During the Microsoft Build conference today, the company announced the availability of Windows 8.1 Preview. It’s now available to download and install on your current Windows 8 system via the Windows Store or as a separate ISO file.
This version promises several new improvements including the return of the Start button and boot to desktop – two of the biggest complaints from users of Windows 8. There are several other enhancements to the new version and we’ll be taking a look at them more in-depth in the coming days and weeks. If you’re one of the few users of Windows RT, you’re system can be updated too. The RT update adds Outlook to the Office 2013 suite of programs that are included in the Surface price.
This is a free update for anyone to use, but there’s a few things you need to know first.
What do I need to Know About Installing Windows 8.1?
- The Update Caveat: First of all, if you do update to Windows 8.1 Public Preview, you need to know this is a preview version. Meaning, later this year there will be a final RTM version. When you move to the final version, you will have to reinstall any modern/metro-style apps and desktop applications you have installed. The metro-style apps aren’t a big deal because you can easily download them again from the Windows Store. However, your desktop programs will be more of a challenge.
- No Way to Uninstall: If you update to WIndows8.1, and for some reason want to revert back to regular Windows 8, there isn’t an easy uninstall process. Even if you were to try a PC Refresh or PC Reset, it will reinstall as Windows 8.1.
- An ISO Version is Available: If you don’t want to update your existing Windows 8 system, Microsoft is making it Windows 8.1 available as a separate ISO file. This will allow you to install it on a virtual machine to test out first, before installing it via the Windows Store.

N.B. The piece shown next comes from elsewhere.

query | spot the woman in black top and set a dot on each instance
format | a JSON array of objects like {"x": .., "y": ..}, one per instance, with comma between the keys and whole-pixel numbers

- Inevitable Changes to Final Version: While Microsoft hasn’t made the final release dates official, I would assume TechNet and MSDN users will get the RTM in August, and it should be available to the public sometime in October. Either way, remember that there will undoubtedly be several updates during the public preview period, and things in the OS will change between now and the final release.
If you’re not a power user or very familiar with Windows 8, I don’t recommend installing the 8.1 preview. Or, if you can’t help but get it, definitely install it on an extra PC or in a virtual machine.
Update: Apparently not all Windows 8 systems are capable of the update. Microsoft posted that these models are not able to update yet, but may be able to soon:
- Lenovo ThinkPad Tablet 2
- ASUS VivoTab TF810C
- Samsung ATIV Smart PC
- HP ElitePad 900
- HP ENVY x2
- Fujitsu ARROWS Tab
Microsoft stated this on it’s blog post on why these models don’t work with the update yet:
Please note: Some tablets and PCs running newer 32-bit Atom processors require updates to their graphics drivers before they can run the Windows 8.1 Preview. Those tablets and PCs include the Lenovo ThinkPad Tablet 2, ASUS VivoTab TF810C, HP Envy X2, HP ElitePad 900, Samsung ATIV Smart PC, and Fujitsu ARROWS Tab. We are working closely with Intel and OEM partners to deliver updated drivers that will allow you to install the Windows 8.1 Preview as soon as possible.